Cheng, Anne Anlin. “The Melancholy of Race.” The Melancholy of Race: Psychoanalysis, Assimilation, and Hidden Grief. New York: Oxford UP, 2001. 3-29. Print.
In her essay Cheng emphasizes the need to explore the implications of racial grief. She asserts that historically there has been too much reliance on “material or quantifiable terms to articulate that injury,” problematically overlooking its more immaterial, psychic ramifications (6). Cheng suggests that in light of the dominant white ideal that pervades US society, those individuals who cannot fight within that paradigm must undergo a “painful negotiation…at some point if not continually, with the demands of that social ideality” (7). Cheng further articulates the need to explore how people are themselves deeply implicit and invested in maintaining certain racial categories.
Cheng also offers a helpful discussion of Freud’s essay, “Mourning and Melancholia.” She asserts that Freud defines “mourning” as “a healthy response to loss; it is finite in character and accepts substitution” whereas “melancholia” is “pathological; it is interminable in nature and refuses substitution (7, 8).

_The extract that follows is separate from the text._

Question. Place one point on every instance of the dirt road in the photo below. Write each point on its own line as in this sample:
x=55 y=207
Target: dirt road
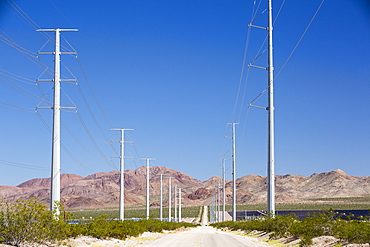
x=204 y=236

But Cheng emphasizes that even as the melancholic subject is obsessed with what it has lost, it also consumes and obtains nourishment from that loss, which becomes subsumed as a part of its identity. She asserts that “melancholia does not simply denote a condition of grief but is rather, a legislation of grief” (8). Cheng, notes, however, that feeding on this loss is painful, inspiring within the melancholic subject, feelings of “resentment and degradation for the lost object with which he or she is identifying” (9). Cheng goes on to describe the complex psychic dynamics of the melancholic subject: “First, the melancholic must deny loss as loss in order to sustain the fiction of possession. Second, the melancholic would have to make sure that the ‘object’ never returns, for such a return would surely jeopardize the cannibalistic project” (9).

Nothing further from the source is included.